Here's a concrete example (which is also the example I most care about). Our goal is to classify statements as true/false, given access to a model that knows the answer. Suppose our model has distinct features representing "X is true" and "humans believe X." Further suppose that on any labeled dataset we're able to create, these two features are correlated; thus, if we make a labeled dataset of true/false statements and train a probe on it, we can't tell whether the probe will generalize as an "X is true" classifier or a "humans believe X classifier." However, a coarse-grained mechanistic understanding would help here. E.g., one could identify all of the model features which serve as accurate classifiers on our dataset, and only treat statements as true if all of the features label them as true. Or if we need a lower FPR, one might be able to mechanistically distinguish these features, e.g. by noticing that one feature is causally downstream of features that look related to social reasoning and the other feature isn't.

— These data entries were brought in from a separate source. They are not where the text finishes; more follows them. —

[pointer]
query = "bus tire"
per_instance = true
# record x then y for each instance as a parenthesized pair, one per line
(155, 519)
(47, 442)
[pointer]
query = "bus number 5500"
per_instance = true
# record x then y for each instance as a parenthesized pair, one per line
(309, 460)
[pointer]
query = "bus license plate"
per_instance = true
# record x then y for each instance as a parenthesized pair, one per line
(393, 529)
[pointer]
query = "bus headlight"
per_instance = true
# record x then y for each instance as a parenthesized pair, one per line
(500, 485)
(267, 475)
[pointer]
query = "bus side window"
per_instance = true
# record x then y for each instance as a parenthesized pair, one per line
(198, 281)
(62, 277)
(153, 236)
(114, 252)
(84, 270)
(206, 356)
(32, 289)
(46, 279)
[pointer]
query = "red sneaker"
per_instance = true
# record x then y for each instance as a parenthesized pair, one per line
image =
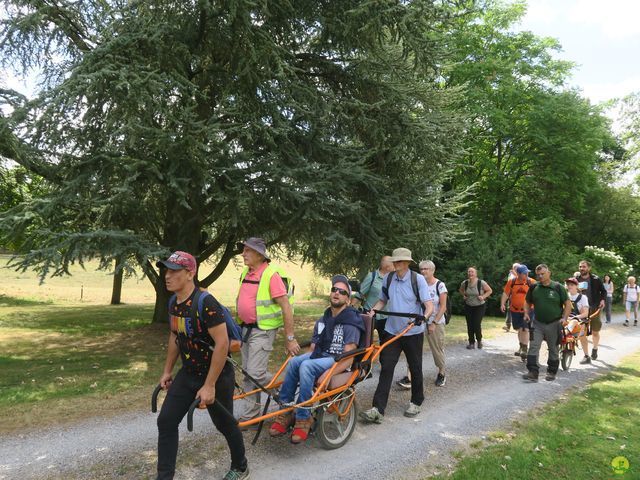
(281, 424)
(301, 430)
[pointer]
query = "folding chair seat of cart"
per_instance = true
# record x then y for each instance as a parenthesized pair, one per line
(333, 402)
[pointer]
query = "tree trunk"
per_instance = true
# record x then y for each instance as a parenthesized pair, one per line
(161, 310)
(116, 292)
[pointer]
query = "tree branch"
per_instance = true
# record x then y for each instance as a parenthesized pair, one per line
(229, 252)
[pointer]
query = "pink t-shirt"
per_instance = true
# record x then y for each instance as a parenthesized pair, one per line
(249, 291)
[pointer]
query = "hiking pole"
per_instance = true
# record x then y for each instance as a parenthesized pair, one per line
(244, 372)
(154, 399)
(419, 318)
(196, 403)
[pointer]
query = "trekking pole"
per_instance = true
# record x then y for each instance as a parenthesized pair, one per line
(196, 403)
(154, 399)
(244, 372)
(418, 318)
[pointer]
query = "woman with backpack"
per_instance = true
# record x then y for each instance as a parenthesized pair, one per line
(630, 300)
(609, 287)
(475, 293)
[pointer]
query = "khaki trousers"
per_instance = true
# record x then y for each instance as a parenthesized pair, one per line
(436, 344)
(255, 361)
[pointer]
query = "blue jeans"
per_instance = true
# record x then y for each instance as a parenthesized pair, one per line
(304, 370)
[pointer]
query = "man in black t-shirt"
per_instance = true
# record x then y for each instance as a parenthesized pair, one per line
(204, 374)
(591, 285)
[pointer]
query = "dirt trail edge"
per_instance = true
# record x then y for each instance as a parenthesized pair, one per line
(484, 392)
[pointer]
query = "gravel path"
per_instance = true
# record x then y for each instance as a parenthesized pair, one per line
(483, 393)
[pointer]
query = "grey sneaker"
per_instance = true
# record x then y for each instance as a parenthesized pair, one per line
(412, 410)
(405, 383)
(372, 415)
(234, 474)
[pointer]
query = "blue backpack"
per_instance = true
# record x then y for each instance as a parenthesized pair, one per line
(233, 329)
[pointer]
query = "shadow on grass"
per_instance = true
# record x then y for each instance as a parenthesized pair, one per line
(8, 301)
(88, 320)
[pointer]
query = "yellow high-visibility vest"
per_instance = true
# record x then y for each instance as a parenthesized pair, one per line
(268, 312)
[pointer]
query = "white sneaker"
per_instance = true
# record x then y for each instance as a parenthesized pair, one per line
(412, 411)
(372, 415)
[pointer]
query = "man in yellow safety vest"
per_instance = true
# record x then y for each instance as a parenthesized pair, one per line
(263, 305)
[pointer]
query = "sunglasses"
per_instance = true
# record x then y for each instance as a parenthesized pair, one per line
(341, 291)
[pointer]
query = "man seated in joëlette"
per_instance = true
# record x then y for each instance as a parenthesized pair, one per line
(338, 331)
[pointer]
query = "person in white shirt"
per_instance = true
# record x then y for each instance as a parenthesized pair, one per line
(630, 300)
(579, 311)
(435, 337)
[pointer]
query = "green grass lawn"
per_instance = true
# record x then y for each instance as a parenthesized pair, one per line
(62, 361)
(575, 438)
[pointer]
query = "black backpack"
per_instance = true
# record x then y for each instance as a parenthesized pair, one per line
(414, 286)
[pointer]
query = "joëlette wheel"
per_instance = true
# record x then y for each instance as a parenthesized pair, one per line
(332, 430)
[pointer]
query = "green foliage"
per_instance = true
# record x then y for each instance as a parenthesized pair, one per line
(531, 243)
(630, 116)
(527, 139)
(194, 124)
(606, 262)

This is formally similar to what the authors of this paper did. In brief, they were working with the Waterbirds dataset, an image classification task with lots of spuriously correlated features which are not disambiguated by the labeled data. Working with a CLIP ViT, the authors used some ad-hoc technique to get a general sense that certain attention heads dealt with concepts like "texture," "color," and "geolocation." Then they ablated the heads which seemed most likely to attend to confounding features; this resulted in a classifier which generalized in the desired way, without requiring a better-quality labeled dataset.
Curious for thoughts about/critiques of this impact story.
Without deceptive alignment/agentic AI opposition, a lot of alignment threat models ring hollow. No more adversarial steganography or adversarial pressure on your grading scheme or worst-case analysis or unobservable, nearly unfalsifiable inner homonculi whose goals have to be perfected. Instead, we enter the realm of tool AI which basically does what you say.
Without deceptive alignment/agentic AI opposition, a lot of alignment threat models ring hollow. No more adversarial steganography or adversarial pressure on your grading scheme or worst-case analysis or unobservable, nearly unfalsifiable inner homonculi whose goals have to be perfected.
Instead, we enter the realm of tool AI which basically does what you say.
I agree that, conditional on no deceptive alignment, the most pernicious and least tractable sources of doom go away.
However, I disagree that conditional on no deceptive alignment, AI "basically does what you say." Indeed, the majority of my P(doom) comes from the difference between "looks good to human evaluators" and "is actually what the human evaluators wanted." Concretely, this could play out with models which manipulate their users into thinking everything is going well and sensor tamper.
I think current observations don't provide much evidence about whether these concerns will pan out: with current models and training set-ups, "looks good to evaluators" almost always coincides with "is what evaluators wanted." I worry that we'll only see this distinction matter once models are smart enough that they could competently deceive their overseers if they were trying (because of the same argument made here). (Forms of sycophancy where models knowingly assert false statements when they expect the user will agree are somewhat relevant, but there are also benign reasons models might do this.)